As he led her room by room through the old mansion, she began to get lost. “Just how big is this place?” she asked as they entered a game room.

“There are twelve bedrooms and it’s a little over seven thousand square feet.”

“Jeez, I’ve been inside smaller malls.”

He laughed.

An elaborate pool table was set in the middle of the game room, along with a collection of arcade games and a big-screen TV with an entire array of game consoles lined up on a low coffee table in front of it. But what she found most peculiar was a pair of baseball gloves and a baseball on a drop-leaf table in one corner of the room. Amanda went over to them.

“I toss the ball around with Nick some nights,” Hunter explained.

“Why?”

He shrugged. “It clears my head when I’m trying to sort through things.”

“Nick doesn’t mind?”

He laughed at that. “Nick minds everything. I don’t think I’ve ever asked him to do something he didn’t complain about it.”

“Then why do you keep him around?”

“I’m a glutton for punishment.”

Now it was her turn to laugh. “I would really like to meet this Nick.”

“No doubt you will tomorrow.”

“Really?”

He nodded. “Anything you need, you tell him and he’ll get it for you. If he offends you in any way, let me know and I’ll kill him when I get up.”

There was a note in his voice that told her it might not be an empty threat.

Hunter opened the large French doors and led her into a glass-enclosed atrium. The ceiling was clear and showed a million stars flickering overhead and their shoes clicked idly on the tile floor.

“It’s beautiful in here.”

“Thanks.”

She walked up to a large statue of three women in the center of the room. The piece was absolutely breathtaking. The youngest of them was lying on her side with a scroll while the other two were sitting with their backs to each other. One held a lyre while the other appeared to sing. But what amazed her most was the way they were painted. Each one looked real, and they bore a striking resemblance to Hunter.

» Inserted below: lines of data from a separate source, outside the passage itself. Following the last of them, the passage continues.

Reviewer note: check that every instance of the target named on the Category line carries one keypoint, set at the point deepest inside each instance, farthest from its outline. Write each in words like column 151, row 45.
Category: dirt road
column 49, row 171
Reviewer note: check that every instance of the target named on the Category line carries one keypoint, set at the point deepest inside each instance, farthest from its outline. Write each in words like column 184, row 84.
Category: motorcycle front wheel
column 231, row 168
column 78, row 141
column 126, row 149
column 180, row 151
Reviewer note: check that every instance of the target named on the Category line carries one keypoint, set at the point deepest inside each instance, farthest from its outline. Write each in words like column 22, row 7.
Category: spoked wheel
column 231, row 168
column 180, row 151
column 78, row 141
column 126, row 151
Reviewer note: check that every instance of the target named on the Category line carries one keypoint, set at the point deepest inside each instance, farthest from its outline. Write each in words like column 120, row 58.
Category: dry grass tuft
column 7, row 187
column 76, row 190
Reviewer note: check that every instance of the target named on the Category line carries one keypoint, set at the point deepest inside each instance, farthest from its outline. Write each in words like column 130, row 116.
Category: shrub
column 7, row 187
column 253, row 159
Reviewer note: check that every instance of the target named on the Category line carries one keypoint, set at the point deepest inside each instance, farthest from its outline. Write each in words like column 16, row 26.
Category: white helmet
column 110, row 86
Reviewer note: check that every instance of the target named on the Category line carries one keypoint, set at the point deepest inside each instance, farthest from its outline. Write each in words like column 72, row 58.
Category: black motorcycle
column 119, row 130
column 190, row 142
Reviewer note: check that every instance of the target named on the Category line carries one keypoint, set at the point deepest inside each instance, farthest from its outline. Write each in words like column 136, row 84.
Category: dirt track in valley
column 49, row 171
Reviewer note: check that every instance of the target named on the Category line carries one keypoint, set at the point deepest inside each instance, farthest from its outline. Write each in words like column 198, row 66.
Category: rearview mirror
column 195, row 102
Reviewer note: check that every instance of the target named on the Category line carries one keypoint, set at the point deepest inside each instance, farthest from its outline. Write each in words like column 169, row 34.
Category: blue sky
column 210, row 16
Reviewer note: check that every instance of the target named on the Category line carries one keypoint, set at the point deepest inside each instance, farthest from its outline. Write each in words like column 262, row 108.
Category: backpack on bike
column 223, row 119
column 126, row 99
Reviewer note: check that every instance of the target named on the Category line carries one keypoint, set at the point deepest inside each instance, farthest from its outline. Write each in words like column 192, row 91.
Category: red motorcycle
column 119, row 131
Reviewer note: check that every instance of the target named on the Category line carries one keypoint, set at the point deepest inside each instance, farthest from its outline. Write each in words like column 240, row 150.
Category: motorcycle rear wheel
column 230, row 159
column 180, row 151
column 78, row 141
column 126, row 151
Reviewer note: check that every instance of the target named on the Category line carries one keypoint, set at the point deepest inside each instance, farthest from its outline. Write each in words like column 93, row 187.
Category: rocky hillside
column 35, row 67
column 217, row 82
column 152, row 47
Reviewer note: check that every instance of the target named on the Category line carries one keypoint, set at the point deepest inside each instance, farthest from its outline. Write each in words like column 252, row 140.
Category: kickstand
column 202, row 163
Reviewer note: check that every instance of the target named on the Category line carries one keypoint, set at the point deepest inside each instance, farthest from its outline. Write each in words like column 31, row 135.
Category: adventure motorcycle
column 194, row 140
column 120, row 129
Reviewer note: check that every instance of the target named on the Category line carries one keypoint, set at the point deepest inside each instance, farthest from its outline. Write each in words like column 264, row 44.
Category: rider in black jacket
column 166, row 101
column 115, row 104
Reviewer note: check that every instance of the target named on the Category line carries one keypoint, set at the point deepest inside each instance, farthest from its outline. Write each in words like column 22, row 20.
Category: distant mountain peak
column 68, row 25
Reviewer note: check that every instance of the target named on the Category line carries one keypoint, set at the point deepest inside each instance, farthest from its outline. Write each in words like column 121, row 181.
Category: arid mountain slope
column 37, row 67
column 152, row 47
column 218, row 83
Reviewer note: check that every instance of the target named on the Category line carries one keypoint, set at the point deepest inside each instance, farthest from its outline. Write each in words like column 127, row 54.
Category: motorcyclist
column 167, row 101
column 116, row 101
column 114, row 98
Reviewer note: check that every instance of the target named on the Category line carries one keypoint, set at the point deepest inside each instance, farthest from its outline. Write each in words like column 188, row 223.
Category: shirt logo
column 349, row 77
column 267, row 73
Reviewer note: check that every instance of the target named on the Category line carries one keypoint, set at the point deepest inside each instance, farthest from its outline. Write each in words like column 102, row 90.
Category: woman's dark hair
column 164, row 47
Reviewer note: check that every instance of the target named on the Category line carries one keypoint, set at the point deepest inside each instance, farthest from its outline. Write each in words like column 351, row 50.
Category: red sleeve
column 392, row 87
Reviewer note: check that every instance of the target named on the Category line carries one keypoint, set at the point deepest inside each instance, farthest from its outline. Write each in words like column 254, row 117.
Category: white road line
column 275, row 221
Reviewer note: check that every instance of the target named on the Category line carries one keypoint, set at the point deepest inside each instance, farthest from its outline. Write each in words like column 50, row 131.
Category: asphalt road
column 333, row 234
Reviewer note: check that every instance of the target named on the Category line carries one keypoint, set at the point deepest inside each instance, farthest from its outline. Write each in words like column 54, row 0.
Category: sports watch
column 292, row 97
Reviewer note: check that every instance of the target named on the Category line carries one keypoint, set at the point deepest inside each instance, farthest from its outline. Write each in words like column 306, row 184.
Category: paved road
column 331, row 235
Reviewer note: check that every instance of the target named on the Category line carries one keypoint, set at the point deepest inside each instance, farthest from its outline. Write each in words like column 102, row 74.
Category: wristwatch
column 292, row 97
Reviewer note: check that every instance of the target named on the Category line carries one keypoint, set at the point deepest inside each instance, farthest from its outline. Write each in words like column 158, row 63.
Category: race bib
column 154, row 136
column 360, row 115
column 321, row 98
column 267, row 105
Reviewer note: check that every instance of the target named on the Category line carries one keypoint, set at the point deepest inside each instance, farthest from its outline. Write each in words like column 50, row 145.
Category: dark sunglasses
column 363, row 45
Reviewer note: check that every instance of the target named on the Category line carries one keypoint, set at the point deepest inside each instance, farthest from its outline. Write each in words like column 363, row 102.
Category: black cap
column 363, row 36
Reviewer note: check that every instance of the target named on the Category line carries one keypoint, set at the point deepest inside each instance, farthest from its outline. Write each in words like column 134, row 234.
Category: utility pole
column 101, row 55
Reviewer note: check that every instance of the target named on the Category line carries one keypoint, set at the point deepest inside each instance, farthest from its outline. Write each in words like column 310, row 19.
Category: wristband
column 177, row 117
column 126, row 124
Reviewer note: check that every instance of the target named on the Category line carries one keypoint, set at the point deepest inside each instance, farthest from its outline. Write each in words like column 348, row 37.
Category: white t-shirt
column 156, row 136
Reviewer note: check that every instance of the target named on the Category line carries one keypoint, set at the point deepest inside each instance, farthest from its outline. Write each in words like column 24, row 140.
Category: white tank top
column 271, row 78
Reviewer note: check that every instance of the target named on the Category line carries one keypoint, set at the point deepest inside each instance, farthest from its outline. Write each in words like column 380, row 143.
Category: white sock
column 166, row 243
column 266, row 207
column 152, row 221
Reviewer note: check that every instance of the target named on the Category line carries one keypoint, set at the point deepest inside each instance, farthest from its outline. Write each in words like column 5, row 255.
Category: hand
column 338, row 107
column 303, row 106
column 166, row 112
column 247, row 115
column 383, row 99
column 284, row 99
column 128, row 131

“Is this from Greece?” she asked.

A painful look crossed his face as he nodded. “They were my sisters.”

Her heart heavy, she studied them closely.

Hunter gently touched the arm of the one with a scroll. His brow furrowed ever so slightly while he gazed up at the life-sized statue of a girl in her late teens. The blue togalike dress matched her eyes perfectly.

“Althea was the youngest of us,” he said, his voice a full octave deeper. “She was quiet and bashful, and she had a quaint stutter when she got nervous. Gods, how she hated it, but I thought it was sweet. Diana”—he indicated the one with a lyre who was dressed in red—“was two years older than me and had the temperament of a shrew. My father said we were too much alike and that is why we could never get along. And Phaedra was a year younger than me and had the voice of an angel.”

Amanda looked up at the young woman dressed in yellow.

There was such delicate grace to his sisters. The sculptor had captured them as if they were in mid-movement. Even the folds of their clothes were realistic and dainty. She’d never seen such craftsmanship. They looked so real she half expected them to talk to her.

No wonder it hurt him so.

“You loved them a lot.”

He nodded.

“What happened to them?”

He moved away. “They married and had long, happy lives. Diana named her first son after me.”

A tenuous smile curved her lips that the one who had fought most with him had done such a thing. It spoke a lot for their relationship. While she looked at the women, she remembered what he had said about Althea in the car. She had shorn off all her long, wavy blond hair when she learned her brother was gone. They must have loved him as much as he loved them.

“What did they think of your transition into a Dark-Hunter?”

He cleared his throat. “They never knew. To them, I was dead.”